As the chairperson from the town of Pownal’s Select Board, I am beholden to columnist Jim Fossel and his recent contribution on the state of Maine’s attacks on local control (“Maine must resist attacks on local control,” March 24). As Fossel writes, there is indeed a simple elegance to the town-meeting form of government.

Town meetings are the civics lessons most people slept through in high school. As one of the purest forms of democracy, the town meeting allows residents the opportunity to speak to and vote on every dollar spent. Town meetings, as well as every other committee, board and commission in Pownal – which are all staffed by volunteers – are open to the public and allow public discussion, debate and disagreement.

There has never been a time in my 16 years in office when that discussion has become uncivil or disrespectful. Likewise, there has never been a time when people have been too bashful to disagree.

For the state to insinuate itself into the town of Pownal’s affairs; to compromise a comprehensive plan that took hundreds of volunteer hours to construct; to overturn land use ordinances that have been the beacon of transparency and fairness; and to disassemble the vision for the future that represents so many meetings through the passage of L.D. 2003, the affordable housing legislation, amounts to nothing less than regulatory treachery. For some reason, state legislators feel that they know better when it comes to managing Maine’s municipalities.

Let’s examine that premise.

Every town in Maine that has a town-meeting form of government has a balanced budget. Even towns with borrowing account for the debt in their mill rate. Every project or development in a town like Pownal is open to public scrutiny and discussion, involves site walks and planning boards. In fact, the only way towns like Pownal function is by and with an informed electorate, which is fundamental to a working democracy (see: the U.S. Constitution).

By contrast, Maine’s Legislature remains a partisan miasma of feints and counters, reworking broken political algorithms. For the state to insert its meaningless concept legislation concerning affordable housing, rendering Pownal’s ordinances illegal, relegates Pownal’s 150-plus years of self-governing to the compost pile. To then accuse towns like Pownal of elitism insults those hard-working citizens who donated their time and enthusiasm to create a town that works for all.

The dollar decides where housing projects exist.
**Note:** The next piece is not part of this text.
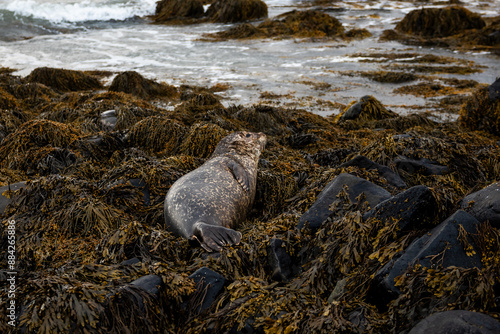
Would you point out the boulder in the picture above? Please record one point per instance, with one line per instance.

Regulatory overstep creates an imbalance to market forces and municipal ordinances. The arrogance of this type of legislation fosters the perception that local control is somehow undemocratic by not kowtowing to the affordable housing proposition. This “one view” form of coercion is contradictory to the form of democracy that exists in Pownal. The town-meeting form of government and local control of land use ordinances ensure housing opportunities through a collective community covenant designed to promote the pursuit of happiness while protecting public welfare.

Thanks again, Mr. Fossel. Thanks for supporting local control and representing common sense.